If you asked a member of the general public to define What is Attachment Disorder in Adults? they’d have a much harder time answering the clinical question than they could answer the following: 

Have they known someone who seems never to feel secure in their relationships, no matter how hard they try (or the other person in the relationship tries)?

Have they known someone who frequently fluctuates between an intense need for closeness and an equally intense need to pull away from others?

Have they known someone who inherently feels uncomfortable with close relationships, often choosing independence above intimacy?

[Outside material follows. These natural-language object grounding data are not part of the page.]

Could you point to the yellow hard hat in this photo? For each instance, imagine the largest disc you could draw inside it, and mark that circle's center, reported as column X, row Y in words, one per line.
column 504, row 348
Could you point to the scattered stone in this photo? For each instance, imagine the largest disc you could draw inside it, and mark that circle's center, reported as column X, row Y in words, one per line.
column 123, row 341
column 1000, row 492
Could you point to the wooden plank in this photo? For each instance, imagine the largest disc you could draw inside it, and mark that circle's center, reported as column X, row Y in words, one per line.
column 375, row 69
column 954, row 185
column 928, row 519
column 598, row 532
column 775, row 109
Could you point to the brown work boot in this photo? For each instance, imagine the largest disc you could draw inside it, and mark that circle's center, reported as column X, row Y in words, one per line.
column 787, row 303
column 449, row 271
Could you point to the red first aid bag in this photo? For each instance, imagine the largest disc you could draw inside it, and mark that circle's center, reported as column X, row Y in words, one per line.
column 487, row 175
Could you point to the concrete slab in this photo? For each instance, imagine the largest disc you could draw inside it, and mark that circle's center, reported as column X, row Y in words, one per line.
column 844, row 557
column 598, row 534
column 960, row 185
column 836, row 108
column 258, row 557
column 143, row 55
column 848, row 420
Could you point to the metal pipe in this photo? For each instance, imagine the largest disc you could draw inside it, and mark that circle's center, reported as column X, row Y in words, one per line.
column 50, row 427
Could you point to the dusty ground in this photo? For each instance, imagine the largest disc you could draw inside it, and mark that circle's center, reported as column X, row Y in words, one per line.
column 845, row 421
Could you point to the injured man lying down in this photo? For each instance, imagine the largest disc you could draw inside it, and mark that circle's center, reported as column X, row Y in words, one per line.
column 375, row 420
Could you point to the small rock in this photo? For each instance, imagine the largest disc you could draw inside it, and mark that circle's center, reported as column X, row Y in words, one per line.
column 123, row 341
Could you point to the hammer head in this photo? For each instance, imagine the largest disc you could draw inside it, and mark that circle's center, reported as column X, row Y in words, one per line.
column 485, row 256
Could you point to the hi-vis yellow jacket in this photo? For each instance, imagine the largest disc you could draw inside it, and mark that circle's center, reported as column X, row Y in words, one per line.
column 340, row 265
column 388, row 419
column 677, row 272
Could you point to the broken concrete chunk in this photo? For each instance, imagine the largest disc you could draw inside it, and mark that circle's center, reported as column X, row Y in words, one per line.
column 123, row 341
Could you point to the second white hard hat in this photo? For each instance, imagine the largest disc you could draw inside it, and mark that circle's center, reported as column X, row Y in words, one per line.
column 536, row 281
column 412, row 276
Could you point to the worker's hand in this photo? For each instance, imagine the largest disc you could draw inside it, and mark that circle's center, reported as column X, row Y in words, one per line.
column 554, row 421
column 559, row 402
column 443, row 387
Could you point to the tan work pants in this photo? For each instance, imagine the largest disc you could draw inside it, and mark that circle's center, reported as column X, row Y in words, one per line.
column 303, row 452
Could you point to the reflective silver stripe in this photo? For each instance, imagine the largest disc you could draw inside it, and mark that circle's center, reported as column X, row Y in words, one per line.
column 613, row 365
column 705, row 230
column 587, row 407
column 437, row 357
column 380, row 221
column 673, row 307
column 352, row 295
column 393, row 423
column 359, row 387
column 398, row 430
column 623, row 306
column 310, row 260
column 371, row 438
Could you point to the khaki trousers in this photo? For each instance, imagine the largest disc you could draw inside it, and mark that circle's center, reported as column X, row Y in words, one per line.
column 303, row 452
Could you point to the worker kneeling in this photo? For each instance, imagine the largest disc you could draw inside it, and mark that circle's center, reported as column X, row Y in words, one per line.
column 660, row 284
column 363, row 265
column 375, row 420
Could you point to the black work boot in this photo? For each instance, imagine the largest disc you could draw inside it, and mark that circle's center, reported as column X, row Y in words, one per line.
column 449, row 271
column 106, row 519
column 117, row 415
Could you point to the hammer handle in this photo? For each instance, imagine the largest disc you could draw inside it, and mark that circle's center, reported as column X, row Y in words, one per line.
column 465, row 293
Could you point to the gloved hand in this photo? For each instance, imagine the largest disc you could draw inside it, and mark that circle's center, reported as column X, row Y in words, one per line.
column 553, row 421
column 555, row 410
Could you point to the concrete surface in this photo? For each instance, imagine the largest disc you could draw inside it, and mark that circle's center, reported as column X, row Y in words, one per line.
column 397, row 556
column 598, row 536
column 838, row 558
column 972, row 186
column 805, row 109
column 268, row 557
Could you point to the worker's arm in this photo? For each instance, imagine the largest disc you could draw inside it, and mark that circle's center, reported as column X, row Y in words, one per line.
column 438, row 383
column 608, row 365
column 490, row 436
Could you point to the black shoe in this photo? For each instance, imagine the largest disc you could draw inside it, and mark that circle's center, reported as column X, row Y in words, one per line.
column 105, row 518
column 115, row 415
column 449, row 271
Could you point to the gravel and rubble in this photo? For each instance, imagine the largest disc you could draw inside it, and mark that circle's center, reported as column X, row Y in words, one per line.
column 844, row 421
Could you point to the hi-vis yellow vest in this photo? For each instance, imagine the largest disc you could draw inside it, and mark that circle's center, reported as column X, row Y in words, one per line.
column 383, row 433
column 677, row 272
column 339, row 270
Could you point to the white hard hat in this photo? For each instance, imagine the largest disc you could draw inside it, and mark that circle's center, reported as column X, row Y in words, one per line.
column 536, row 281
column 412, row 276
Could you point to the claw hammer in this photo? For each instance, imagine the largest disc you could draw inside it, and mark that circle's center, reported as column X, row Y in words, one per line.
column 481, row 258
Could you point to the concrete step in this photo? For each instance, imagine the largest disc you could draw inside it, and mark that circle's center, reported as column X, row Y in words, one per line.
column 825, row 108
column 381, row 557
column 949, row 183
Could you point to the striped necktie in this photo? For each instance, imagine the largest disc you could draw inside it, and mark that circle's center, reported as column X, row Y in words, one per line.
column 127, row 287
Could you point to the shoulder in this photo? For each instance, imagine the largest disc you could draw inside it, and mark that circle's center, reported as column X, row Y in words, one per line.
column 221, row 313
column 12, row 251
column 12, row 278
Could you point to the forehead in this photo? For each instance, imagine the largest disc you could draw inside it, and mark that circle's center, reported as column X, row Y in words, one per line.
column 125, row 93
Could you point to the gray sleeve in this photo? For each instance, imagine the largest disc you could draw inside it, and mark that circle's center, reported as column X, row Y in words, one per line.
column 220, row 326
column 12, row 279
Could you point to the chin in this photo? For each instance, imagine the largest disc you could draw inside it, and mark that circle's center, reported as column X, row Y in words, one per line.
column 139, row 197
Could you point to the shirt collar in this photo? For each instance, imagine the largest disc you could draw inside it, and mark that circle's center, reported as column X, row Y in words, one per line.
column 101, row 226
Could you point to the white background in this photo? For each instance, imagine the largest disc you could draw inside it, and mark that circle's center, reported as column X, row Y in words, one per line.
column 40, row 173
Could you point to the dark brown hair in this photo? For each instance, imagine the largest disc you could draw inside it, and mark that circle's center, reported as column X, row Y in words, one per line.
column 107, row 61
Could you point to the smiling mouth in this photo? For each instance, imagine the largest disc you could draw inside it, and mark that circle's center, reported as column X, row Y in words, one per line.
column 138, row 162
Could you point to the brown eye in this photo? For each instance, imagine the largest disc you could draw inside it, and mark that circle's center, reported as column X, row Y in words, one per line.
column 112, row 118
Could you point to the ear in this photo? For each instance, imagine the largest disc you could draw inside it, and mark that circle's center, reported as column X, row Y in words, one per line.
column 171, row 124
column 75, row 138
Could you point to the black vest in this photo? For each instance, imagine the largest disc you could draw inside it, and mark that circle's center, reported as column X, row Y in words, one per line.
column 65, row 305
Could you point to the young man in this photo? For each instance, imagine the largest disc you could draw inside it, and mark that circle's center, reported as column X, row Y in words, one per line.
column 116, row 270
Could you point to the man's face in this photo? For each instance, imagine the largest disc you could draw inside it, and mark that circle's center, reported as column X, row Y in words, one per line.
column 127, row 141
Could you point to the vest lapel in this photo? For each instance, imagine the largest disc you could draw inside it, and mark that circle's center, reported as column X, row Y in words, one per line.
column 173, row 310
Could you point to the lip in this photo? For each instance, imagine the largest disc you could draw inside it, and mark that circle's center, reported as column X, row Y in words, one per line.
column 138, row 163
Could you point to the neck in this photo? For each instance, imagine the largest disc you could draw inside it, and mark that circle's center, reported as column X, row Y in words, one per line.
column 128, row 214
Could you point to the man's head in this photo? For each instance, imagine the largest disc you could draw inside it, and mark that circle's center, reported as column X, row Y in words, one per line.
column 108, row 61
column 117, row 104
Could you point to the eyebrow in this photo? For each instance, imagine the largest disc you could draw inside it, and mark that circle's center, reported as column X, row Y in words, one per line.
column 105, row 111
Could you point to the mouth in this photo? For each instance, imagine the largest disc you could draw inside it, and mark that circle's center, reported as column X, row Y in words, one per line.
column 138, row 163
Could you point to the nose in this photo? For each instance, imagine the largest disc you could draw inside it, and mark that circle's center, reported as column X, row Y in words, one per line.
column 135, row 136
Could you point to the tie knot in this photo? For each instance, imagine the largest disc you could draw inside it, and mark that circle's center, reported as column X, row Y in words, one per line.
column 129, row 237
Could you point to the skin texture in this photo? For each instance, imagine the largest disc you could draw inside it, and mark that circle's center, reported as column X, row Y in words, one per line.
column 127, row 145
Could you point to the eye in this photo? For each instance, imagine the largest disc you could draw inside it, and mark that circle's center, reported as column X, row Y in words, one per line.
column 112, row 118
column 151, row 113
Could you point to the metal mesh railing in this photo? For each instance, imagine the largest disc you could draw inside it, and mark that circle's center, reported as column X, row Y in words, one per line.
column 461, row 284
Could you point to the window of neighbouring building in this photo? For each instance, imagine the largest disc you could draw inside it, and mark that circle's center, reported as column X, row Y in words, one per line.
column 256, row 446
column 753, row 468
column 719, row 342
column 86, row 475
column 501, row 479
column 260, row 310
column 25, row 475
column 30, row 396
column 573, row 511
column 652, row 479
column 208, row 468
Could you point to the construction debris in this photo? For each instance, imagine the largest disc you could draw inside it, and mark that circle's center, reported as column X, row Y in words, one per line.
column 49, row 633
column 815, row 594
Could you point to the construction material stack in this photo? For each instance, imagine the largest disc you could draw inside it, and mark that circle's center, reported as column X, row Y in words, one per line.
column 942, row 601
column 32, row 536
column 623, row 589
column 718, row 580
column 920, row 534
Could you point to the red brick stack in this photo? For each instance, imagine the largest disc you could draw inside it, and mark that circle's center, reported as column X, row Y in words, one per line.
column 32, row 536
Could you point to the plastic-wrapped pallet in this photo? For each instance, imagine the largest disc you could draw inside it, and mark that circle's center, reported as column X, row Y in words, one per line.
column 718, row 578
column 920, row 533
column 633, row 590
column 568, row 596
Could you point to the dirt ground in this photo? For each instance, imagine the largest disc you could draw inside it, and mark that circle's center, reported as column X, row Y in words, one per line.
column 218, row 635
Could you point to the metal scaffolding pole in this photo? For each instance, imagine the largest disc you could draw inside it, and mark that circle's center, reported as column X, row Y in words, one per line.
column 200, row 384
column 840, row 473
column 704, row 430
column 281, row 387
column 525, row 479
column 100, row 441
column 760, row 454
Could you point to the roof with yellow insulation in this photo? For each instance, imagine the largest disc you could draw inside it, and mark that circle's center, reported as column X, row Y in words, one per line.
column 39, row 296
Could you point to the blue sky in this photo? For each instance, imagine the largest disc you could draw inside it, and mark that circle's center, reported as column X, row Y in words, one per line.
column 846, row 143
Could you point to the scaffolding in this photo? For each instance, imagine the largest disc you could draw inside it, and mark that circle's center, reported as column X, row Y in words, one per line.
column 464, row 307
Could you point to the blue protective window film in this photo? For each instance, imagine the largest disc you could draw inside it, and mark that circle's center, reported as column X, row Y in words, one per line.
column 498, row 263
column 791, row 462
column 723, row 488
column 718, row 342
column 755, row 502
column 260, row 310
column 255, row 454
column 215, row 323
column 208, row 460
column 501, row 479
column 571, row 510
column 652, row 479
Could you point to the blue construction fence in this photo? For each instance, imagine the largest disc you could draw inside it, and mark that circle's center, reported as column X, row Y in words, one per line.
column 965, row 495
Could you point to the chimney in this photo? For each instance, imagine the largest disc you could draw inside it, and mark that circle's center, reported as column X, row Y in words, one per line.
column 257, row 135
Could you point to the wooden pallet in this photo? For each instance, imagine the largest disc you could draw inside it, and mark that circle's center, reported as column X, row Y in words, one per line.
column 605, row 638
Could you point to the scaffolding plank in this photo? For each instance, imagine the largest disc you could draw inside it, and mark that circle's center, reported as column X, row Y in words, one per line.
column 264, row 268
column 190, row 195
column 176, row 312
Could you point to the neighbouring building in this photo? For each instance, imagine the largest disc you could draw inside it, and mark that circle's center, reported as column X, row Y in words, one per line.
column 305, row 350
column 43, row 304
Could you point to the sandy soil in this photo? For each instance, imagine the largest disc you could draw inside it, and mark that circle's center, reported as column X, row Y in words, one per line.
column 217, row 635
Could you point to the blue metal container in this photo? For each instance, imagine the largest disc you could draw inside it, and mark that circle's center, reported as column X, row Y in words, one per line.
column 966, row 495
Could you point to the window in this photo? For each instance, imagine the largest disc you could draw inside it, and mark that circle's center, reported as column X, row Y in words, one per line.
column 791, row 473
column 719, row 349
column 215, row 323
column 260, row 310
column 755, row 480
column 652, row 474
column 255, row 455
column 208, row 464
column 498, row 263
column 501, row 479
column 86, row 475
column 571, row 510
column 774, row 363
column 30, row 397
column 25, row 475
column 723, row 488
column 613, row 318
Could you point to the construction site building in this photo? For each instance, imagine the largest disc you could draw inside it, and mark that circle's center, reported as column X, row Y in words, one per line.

Depending on where they are in their lives, it’s common for healthy people in healthy relationships to experience fluctuations in their need for closeness to, or independence from, other people in their lives. However for those with attachment disorders or with insecure attachment styles, relating to others in a deep and meaningful way presents its own set of unique challenges.

What is My Attachment Style? Attachment Styles vs. Attachment Disorder in Adults

“Attachment styles” in adults refers to a set of patterns with relation to attachment and relationships, and how bonds are formed at an early age. Attachment and related disorders are more complex than can be summarized in just one article, but the four types of attachment listed below offer a shorthand for these concepts. Do you recognize any of these attachment styles in adults in yourself in someone else you know?

Secure Attachment

  • demonstrates empathetic qualities
  • responds to the needs of others and themselves
  • reacts with appropriate emotions to situations
  • maintains comfortable levels of intimate relationships 
  • demonstrates thoughts, feelings, and actions that serve others and themselves

Avoidant Attachment

  • dismisses others’ thoughts and actions
  • struggles to recognize the needs of others 
  • vacillates between running “hot and cold” emotionally
  • creates distance from others to mitigate discomfort
  • avoid closeness and emotional, mental, or physical intimacy
  • gravitates to those who are emotionally unavailable

Anxious Attachment

  • preoccupied with others’ thoughts, feelings, and actions while possibly ignoring their own 
  • struggles to recognize the needs of others 
  • needs closeness and intimacy to feel comfortable
  • withholds contact or is aggressive when stressed

Disorganized Attachment

  • alternates between coldness and clinginess
  • unable to self-regulate emotional responses
  • behaves in both avoidant and anxious attachment styles.
  • want close relationships but are also fearful of them
  • exhibits behavior that is both anxious and hypervigilant 

Note: The four categories listed above are attachment styles, not official diagnoses of attachment disorder in adults.

Attachment disorder in adults poses serious and complex consequences and may necessitate the help of a mental health professional. However just because someone shows similar characteristics of any or all of the attachment styles above does not mean they have an attachment disorder. While there is no official diagnosis of attachment disorder in adults, seek medical advice from a trained mental health professional if you or someone else you know is struggling.